# Arm & Leg Service Station



## chaingun (Jan 4, 2008)

New service station in Jacksonville AZ owned and operated by the Gouge Bros.
The guys make no bones about what it will cost to filler up!


----------



## chaingun (Jan 4, 2008)

OPPs


----------



## Torby (Jan 2, 2008)

I think that's where I got gas last weekend!

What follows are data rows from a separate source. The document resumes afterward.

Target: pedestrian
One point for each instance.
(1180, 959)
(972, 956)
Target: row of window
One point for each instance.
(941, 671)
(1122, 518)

Or maybe that was the taco place


----------



## Jerry Barnes (Jan 2, 2008)

*RE: Arm & Leg Service Station*

Nice job, neat signs.


----------



## Duncan (Jan 2, 2008)

*RE: Arm & Leg Service Station*

Good job, Ted!!


----------



## San Juan (Jan 3, 2008)

Super job.

Nice use of detailing too. Is that the Model Power Esso sign?


----------



## Therios (Sep 28, 2008)

Nice work! I really like the details.


----------



## chaingun (Jan 4, 2008)

*RE: Arm & Leg Service Station*

Ted Johnson 
GYT&S RR 
(Grit Your Teeth & Spit RR) 
Bouse, AZ


----------



## chaingun (Jan 4, 2008)

*RE: Arm & Leg Service Station*

OOOPS again!, dang puters!! 
Thanks all ! 
Ya Matt thats the one. 
6 
Best, Ted 
Ted Johnson 
GYT&S RR 
(Grit Your Teeth & Spit RR) 
Bouse, AZ


----------



## Greg Stevens (Jan 3, 2008)

Yeah Ted, that works just fine. I like the signs, No Bull.


----------



## Robert (Jan 2, 2008)

*RE: Arm & Leg Service Station*

Ted 

Really like the station. The curved wrapping worked out quite well. What is the source for the pop machine? 

Robert


----------



## chaingun (Jan 4, 2008)

*RE: Arm & Leg Service Station*

Ya Greg I remember a old station that my dad use to gas at that had that sign. 
Robert, Evilbay under G scale trains /accessories.


----------



## aceinspp (Jan 2, 2008)

Very nice in deed. Lots of detail. Later RJD


----------



## Ray Dunakin (Jan 6, 2008)

*RE: Arm & Leg Service Station*

Very nice! I like the details.


----------



## John J (Dec 29, 2007)

That looks great.
I too like the signs.

There is a guy That is the service man for Colorado Wandering around Bouse trying to find Ted's layout. I gave him directions. But He has his cell phone off. 
What a twit. 

He came down there to visit some relative. Asked me what to do in Bouse. So I told him to go look the train layout.


----------



## Richard Smith (Jan 2, 2008)

Very nice job Ted. The name really fits too.


----------



## suleski (Jan 2, 2008)

Ted - The town of Jacksonville will be sending you a fine for that illegal sidewalk sign. You know they are allowed in that district. 
Nice job on the signs though.

Scott


----------



## chaingun (Jan 4, 2008)

*RE: Arm & Leg Service Station*

Scott, 
The Gouge Brothers give all Jacksonville city council members free oil changes & tune-ups, 
so needless to say they had no problem getting a variance on the sign code.


----------